Pourquoi la mélatonine chez l'enfant est encadrée avec prudence
L'ANSES a publié en 2018 un avis clair (saisine 2016-SA-0209) qui identifie les enfants et adolescents comme population à risque pour la supplémentation en mélatonine. La raison n'est pas qu'elle soit dangereuse à court terme, mais que les données sur l'usage prolongé en période de développement sont insuffisantes.
Ce qui pose question
La mélatonine est une hormone, pas un simple nutriment. Elle interagit avec l'axe hypothalamo-hypophysaire et module le système immunitaire. Chez l'adulte, les études sur quelques semaines sont rassurantes. Chez l'enfant et l'adolescent en pleine maturation endocrinienne (puberté, développement sexuel), les effets d'une supplémentation chronique n'ont pas été évalués à long terme. L'ANSES recommande donc :
- De ne pas utiliser la mélatonine sans avis médical chez les enfants et adolescents - De limiter tout usage à des indications précises et ponctuelles (jet lag, décalage de rythme suite à maladie) - De privilégier les approches non-médicamenteuses en première intention
Ce que disent les sociétés savantes européennes
La Société Française de Recherche et Médecine du Sommeil (SFRMS) et l'European Sleep Research Society (ESRS) s'alignent : la mélatonine pédiatrique peut être utile dans des cas spécifiques (troubles neurodéveloppementaux type autisme ou TDAH, insomnie d'endormissement chronique après échec des mesures d'hygiène), toujours sous prescription et suivi médical, jamais en automédication.

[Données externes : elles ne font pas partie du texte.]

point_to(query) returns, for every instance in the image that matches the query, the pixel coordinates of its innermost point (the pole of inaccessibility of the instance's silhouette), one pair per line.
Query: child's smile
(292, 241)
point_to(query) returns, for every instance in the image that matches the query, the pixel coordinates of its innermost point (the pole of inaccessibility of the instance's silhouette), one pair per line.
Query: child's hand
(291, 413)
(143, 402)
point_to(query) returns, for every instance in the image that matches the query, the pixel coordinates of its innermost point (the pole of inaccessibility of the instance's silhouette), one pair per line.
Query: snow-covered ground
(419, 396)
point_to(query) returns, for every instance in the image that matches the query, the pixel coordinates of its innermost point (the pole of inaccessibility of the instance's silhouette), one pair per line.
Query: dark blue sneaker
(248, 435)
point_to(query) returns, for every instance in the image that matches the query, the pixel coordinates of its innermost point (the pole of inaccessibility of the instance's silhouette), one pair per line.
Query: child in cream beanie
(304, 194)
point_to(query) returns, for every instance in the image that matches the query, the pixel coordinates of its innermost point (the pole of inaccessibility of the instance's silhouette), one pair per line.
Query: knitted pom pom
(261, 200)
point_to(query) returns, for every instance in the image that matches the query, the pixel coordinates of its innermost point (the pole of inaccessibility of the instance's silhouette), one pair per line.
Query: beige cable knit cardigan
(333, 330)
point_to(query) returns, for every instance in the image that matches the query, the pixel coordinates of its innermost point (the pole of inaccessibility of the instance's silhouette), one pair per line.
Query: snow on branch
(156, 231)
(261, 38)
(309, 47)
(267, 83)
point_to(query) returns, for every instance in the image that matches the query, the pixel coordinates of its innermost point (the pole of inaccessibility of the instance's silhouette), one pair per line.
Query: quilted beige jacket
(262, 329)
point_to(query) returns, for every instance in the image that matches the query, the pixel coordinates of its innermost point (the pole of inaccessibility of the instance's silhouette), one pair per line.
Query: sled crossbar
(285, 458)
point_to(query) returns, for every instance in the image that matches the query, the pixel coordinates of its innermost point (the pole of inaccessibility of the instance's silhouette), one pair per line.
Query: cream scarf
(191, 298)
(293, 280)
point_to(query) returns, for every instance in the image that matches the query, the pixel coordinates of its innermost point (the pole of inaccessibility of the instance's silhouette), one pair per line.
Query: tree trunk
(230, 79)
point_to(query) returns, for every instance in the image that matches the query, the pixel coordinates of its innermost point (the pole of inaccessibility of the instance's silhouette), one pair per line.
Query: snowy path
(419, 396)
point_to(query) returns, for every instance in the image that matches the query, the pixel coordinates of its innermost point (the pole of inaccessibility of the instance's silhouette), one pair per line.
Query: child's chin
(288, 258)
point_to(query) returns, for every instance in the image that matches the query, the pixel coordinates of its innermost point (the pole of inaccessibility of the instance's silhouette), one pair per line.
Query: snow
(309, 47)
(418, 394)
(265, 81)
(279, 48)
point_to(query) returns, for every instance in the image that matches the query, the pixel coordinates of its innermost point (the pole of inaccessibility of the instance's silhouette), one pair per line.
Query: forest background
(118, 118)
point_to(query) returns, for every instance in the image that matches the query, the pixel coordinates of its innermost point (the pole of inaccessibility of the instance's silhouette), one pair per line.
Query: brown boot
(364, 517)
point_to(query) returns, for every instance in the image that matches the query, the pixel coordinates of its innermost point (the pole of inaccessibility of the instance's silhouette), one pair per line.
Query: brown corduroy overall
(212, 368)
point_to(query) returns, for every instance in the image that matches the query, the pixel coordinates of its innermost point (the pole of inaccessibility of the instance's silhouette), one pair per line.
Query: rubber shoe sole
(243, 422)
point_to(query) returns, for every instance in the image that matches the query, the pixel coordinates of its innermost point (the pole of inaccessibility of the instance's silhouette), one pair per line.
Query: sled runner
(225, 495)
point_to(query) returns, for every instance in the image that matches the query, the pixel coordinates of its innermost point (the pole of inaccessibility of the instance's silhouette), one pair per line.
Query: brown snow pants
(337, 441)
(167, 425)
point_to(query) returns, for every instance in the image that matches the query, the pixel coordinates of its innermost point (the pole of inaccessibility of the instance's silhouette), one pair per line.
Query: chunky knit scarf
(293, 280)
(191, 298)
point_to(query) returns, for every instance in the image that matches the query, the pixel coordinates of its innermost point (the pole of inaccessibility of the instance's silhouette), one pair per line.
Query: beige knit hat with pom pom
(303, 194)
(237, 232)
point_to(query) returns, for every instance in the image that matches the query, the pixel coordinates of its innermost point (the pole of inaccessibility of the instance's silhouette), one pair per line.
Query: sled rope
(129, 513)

En pratique pour un parent
Si votre enfant a des difficultés d'endormissement ponctuelles (nouvelle école, retour de vacances, week-end décalé), la mélatonine en automédication n'est pas une bonne idée. Si les difficultés sont installées depuis plus de 3-4 semaines et affectent le quotidien, consultez le pédiatre avant d'acheter un gummy. Il existe des consultations sommeil pédiatriques dans la plupart des CHU, souvent avec un délai mais remboursées. Un bilan en 30-60 minutes oriente les vraies solutions (troubles respiratoires nocturnes, anxiété, mauvaise hygiène de sommeil, trouble du rythme circadien).